BAB 21

13.2K 567 51
                                    

😭😭😭 Sebelumnya aku mon maaf setulus lubuk hati yang terdalam karena udah menelantarkan cerita ini.

Ada beberapa work juga yang aku unpub karena ngerasa ga sanggup lanjutin. 

Sebenernya aku — nyerah nulis karena satu alasan yang bikin mentalku hancur. Hampir mungkin aja. Tapi aku mohon doanya supaya aku bangkit lagi.  Please. 😣

Happy Reading guys!

21

Masih terlalu pagi. Setidaknya janji makan siang pada pukul 11.30 bukanlah agenda yang penting untuk Ginda lakoni saat ini. Karena telepon dari sekretarisnya, cukup menolong disaat momen bersama sang istri yang semula romantis mendadak jadi runyam dipicu percikan-percikan api kecil. Mengingatnya membuat pria itu menggeram tertahan diantara langkah panjangnya menyusuri lobby menuju ruang restoran yang masih berada di lantai yang sama di hotel Victoria.

Begitu Ginda tiba di dalam restoran ia langsung disambut kehadiran Helga yang sigap menuntunnya ke salah satu meja berisikan empat kursi dimana Esa Baskara dan putrinya menanti dengan wajah cerah.
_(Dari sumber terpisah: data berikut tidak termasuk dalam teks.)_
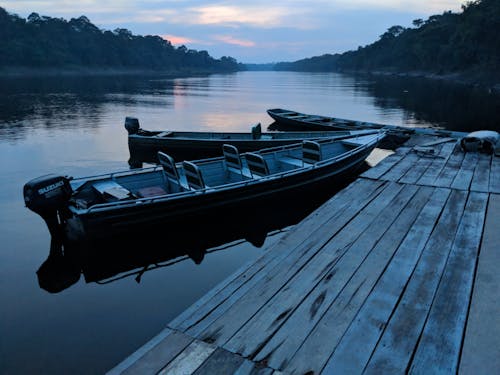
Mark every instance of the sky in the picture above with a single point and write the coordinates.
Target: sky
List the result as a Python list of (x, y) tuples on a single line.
[(252, 31)]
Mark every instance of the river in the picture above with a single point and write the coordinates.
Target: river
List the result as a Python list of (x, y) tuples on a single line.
[(74, 126)]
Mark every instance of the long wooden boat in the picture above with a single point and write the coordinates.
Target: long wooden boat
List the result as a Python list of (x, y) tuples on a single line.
[(231, 186), (181, 145), (290, 120), (297, 120)]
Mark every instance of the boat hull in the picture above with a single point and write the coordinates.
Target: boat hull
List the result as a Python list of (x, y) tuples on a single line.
[(234, 206), (144, 148)]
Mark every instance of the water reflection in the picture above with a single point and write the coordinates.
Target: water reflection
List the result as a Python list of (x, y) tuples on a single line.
[(451, 106), (135, 253)]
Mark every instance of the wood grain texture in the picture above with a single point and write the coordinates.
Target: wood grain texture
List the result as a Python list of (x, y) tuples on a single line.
[(240, 309), (343, 292), (437, 165), (441, 340), (346, 203), (464, 176), (189, 360), (160, 355), (386, 164), (400, 334), (481, 179), (450, 170), (482, 335)]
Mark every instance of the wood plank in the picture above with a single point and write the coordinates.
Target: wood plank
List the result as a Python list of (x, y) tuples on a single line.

"Selamat siang Pak Ginda, " Sapa Esa hangat, langsung berdiri dan menyalami Ginda. Tak lupa melirik putrinya yang kelihatan sedikit heboh memperbaiki tatanan rambut dan gaun merah menyala yang ia kenakan.

Ginda tersenyum tipis pada Esa dan melirik gadis itu sekilas tanpa minat. Esa tak terpengaruh sikap datar Ginda pada anaknya, tanpa malu memberi kode agar sang putri menyapa pria yang sudah sejak dulu menjadi incarannya sebagai calon menantu itu.
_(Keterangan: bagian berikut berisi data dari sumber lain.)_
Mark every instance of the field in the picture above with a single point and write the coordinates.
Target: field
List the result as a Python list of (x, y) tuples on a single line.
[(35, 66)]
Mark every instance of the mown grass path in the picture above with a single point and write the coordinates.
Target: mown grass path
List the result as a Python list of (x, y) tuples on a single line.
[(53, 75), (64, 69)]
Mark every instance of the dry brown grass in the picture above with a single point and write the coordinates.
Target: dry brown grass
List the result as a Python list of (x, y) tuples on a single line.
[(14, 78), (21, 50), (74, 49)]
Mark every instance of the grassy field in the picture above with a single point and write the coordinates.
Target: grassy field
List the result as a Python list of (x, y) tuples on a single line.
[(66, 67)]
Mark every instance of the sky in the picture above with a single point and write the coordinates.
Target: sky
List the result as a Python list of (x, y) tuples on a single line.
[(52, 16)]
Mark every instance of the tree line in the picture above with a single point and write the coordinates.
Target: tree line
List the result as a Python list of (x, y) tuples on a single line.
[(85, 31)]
"Siang mas Ginda, masih ingat aku kan? " Tanya gadis itu yang Ginda perkirakan udianya sedikit lebih tua dari Clara.

"Ini Vony lho, putri saya yang waktu itu ulang tahun. Pak Ginda masa lupa pernah menghadiri party-nya beberapa waktu lalu? "

"Oh ya?!" Ginda tak berniat mengingat memori tak penting dalam hidupnya namun tentunya dia harus sedikit menunjukkan rasa respect dengan sebuah senyuman sopan. Kalau boleh jujur, Ginda tidak terlalu berminat bertemu satu orang pun beberapa hari ini. Dia baru saja menikah kemarin dan tiba-tiba saja Helga memberi tahu ada pertemuan penting. Dia sadar, Helga hanya menjalankan tugasnya sebagai sekretaris merangkap asisten yang harus selalu mengingatkan segala urusan dalam pekerjaannya. Apalagi Ginda tidak memberitahu satu orang pun pekerjanya mengenai pernikahan dadakannya kemarin. Oleh sebab itu Helga mengiyakan permintaan Esa untuk menghubungi dan membuat janji makan siang bersamanya. Sekali melihat Vony, Ginda sudah tau maksud tersembunyi Esa.
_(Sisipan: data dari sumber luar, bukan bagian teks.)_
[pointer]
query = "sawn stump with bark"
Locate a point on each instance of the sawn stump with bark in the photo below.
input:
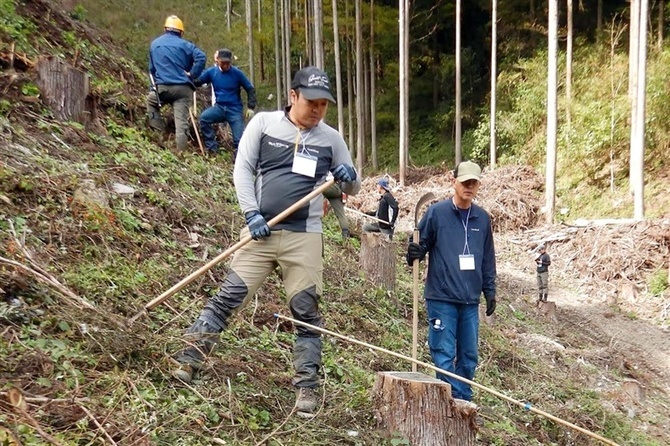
(65, 89)
(377, 259)
(421, 409)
"Maaf, akhir - akhir ini saya terlalu sibuk sampai lupa kalau pernah menghadiri acara ulang tahun kamu," tambahnya jujur.

"Namaku Vony Cornelia. Panggil aja Vony." Vony tersenyum manis. Esa ikut tersenyum begitu merasa keadaan beranjak seperti yang dia inginkan.

"Silahkan duduk pak Ginda, " Kata Esa yang langsung dituruti pria itu.

Saat ini suasana restoran belum terlalu ramai karena jam makan siang yang biasanya berlangsung sekitar pukul 12 keatas. Seorang pelayan datang membawa buku menu dan mencatat satu persatu pesanan ketiga orang itu kecuali Helga yang masih berdiri karena hendak pamit kepada bosnya untuk kembali ke kantor.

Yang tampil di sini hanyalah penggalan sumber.